It's hard to blame any specific BBWAA voters for the failure to induct Craig Biggio into the Hall of Fame alongside Greg Maddux, Tom Glavine, and Frank Thomas, but make no mistake, there is blame to go around. While he comes off more aggressively than he probably needs to -- and with just a dash of hyperbole -- the San Francisco Chronicle's Henry Schulman sums it up succinctly:
Biggio was left off 25.2 percent of ballots. To focus on one or two individual voters who did not check his name is the height of stupidity.— Henry Schulman (@hankschulman) January 8, 2014
It's true: 25.2 percent of the voters cost Biggio his chance at immortality, at least this year, not just a couple of dudes. There were multiple reasons it happened, too, which is why we can't just yell at any single voter for it. Well, okay, we can yell at Murray Chass, but only because he's voting based on a Biggio/steroids conversation he thinks he remembers having one time. This isn't just a Blogger vs. Chass thing, either:
So Murray Chass says Biggio took steroids, one of his buddies believes him, and that keeps Biggio out. Despicable.— Tyler Kepner (@TylerKepner) January 8, 2014
Kepner writes for a little publication you might have heard of called the New York Times, and is a BBWAA member himself. He's also been highly vocal about the need for Hall vote reform.
We could also get upset at Ken Gurnick for his Jack Morris-only ballot -- that'd give us the two votes we need to be angry! -- but even Gurnick is aware of the damage he could cause with his mentality, and stated that he would abstain from voting for the Hall of Fame going forward since, from here on out, the ballots are loaded with steroids era players he has no intention of voting for. That's admirable, even if it did help throw a wrench in Biggio's campaign in the present, and help muck up future ballots to boot. More on that in a moment.
We can also blame whomever Sir Blank Ballot is: according to the BBWAA's own Hall of Fame announcement, one of the 572 ballots submitted was blank, likely from someone who shares Gurnick's dislike of the 90s, but with less enthusiasm for Morris. It's idiotic that a blank ballot counts within the voting percentage: it contributes nothing, and produces nothing besides scorn for an institution and process that is constantly under fire already.

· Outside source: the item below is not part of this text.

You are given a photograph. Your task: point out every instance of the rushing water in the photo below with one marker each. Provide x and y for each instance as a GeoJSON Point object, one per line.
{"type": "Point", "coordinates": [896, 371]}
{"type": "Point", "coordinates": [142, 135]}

The real issue, though, is that voters can only select 10 players. More than anything, this is what cost Craig Biggio enshrinement in 2014. The Boston Herald's Michael Silverman dropped Biggio from his ballot this year only because of the sheer volume of other candidates to vote for. He wasn't alone, either, as Jon Becker, the Online Editorial Director for the Oakland Tribune, changed his vote at the last minute for Larry Walker instead of Biggio, whom he had voted for a year ago -- specifically because he could only vote for 10, and the strength of the newcomers pushed Biggio down the line.

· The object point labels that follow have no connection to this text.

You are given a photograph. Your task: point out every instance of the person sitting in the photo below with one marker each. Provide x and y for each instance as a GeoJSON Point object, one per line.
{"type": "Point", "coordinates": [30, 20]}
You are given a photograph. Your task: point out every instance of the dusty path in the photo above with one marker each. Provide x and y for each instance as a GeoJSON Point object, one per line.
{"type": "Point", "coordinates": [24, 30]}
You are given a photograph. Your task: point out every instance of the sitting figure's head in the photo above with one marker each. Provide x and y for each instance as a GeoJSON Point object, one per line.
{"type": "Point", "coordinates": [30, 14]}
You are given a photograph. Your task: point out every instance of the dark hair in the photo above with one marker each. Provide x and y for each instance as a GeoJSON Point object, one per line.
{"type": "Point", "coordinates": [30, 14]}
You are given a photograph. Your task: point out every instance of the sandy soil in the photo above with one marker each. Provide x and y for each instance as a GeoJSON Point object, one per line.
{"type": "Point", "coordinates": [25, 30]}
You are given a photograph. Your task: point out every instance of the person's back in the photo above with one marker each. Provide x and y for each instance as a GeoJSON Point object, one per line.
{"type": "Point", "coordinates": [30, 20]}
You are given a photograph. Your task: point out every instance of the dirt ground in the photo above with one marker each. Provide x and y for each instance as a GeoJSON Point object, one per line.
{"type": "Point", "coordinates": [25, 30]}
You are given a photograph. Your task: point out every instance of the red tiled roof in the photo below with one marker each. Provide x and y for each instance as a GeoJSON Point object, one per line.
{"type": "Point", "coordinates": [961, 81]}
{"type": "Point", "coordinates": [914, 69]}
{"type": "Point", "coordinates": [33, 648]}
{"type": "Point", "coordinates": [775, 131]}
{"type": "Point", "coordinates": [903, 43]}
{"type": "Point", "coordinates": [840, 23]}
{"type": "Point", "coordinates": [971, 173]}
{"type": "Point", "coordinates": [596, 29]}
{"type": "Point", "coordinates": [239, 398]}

If Biggio had simply made it last year, this wouldn't be a problem, but now he has to wait at least until 2015 for entry. The major issue the 2014 ballot exposed -- far more Hall-worthy candidates than voting slots -- won't slip back into the shadows any time soon, as Maddux, Glavine, and Thomas will be replaced on next winter's ballot by Randy Johnson, John Smoltz, and Pedro Martinez. In 2016, Ken Griffey Jr., Jim Edmonds, and Trevor Hoffman join the party. Things will still be crowded in 2017, when Manny Ramirez, Vladimir Guerrero, and Ivan Rodriguez become eligible. There are controversial names on that list, just as there now, but they'll still get votes and take up space on limited ballots regardless.

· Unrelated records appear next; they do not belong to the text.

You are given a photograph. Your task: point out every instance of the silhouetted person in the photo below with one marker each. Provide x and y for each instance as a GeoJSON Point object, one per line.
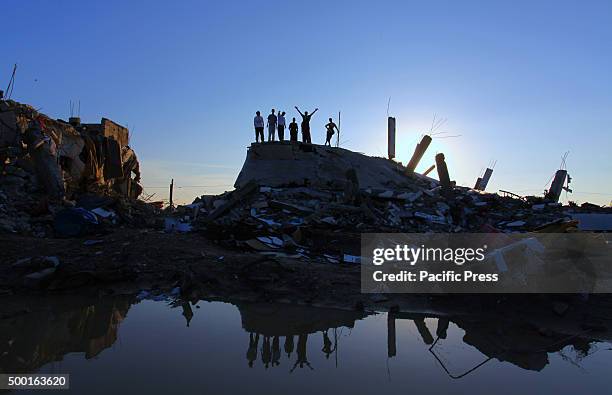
{"type": "Point", "coordinates": [289, 340]}
{"type": "Point", "coordinates": [306, 125]}
{"type": "Point", "coordinates": [275, 351]}
{"type": "Point", "coordinates": [327, 348]}
{"type": "Point", "coordinates": [330, 131]}
{"type": "Point", "coordinates": [271, 126]}
{"type": "Point", "coordinates": [258, 122]}
{"type": "Point", "coordinates": [266, 352]}
{"type": "Point", "coordinates": [187, 312]}
{"type": "Point", "coordinates": [293, 130]}
{"type": "Point", "coordinates": [281, 126]}
{"type": "Point", "coordinates": [302, 359]}
{"type": "Point", "coordinates": [252, 351]}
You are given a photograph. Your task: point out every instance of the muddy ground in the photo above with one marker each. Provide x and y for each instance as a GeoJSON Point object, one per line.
{"type": "Point", "coordinates": [129, 260]}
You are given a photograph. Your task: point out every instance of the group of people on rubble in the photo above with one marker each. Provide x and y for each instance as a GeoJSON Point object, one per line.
{"type": "Point", "coordinates": [278, 123]}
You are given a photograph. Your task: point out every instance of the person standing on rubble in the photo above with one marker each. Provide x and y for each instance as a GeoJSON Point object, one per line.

Things are messy today in much the same way, and it's cost Biggio induction twice already. This 10-vote limit on ballots needs to be lifted, even if every single voter isn't going to use it: it's fine if a voter wants to be small Hall, but those who want to be large Hall aren't given that opportunity under the current system, and even small Hall voters can find plenty of worthwhile candidates among this crop of players. If it's not Biggio sitting out at the expense of others next year, it could be Mike Piazza, who received the fifth-most votes this time around, or it could be a newcomer to the ballot. Either way, it's not right, and more than anything, it's what needs to be fixed about Hall of Fame voting. A backlog has been created, and needs to be dealt with: raise the voting limits and let the math sort it out that way, instead of by letting players drop off the ballot or by making them wait even longer for Cooperstown's embrace.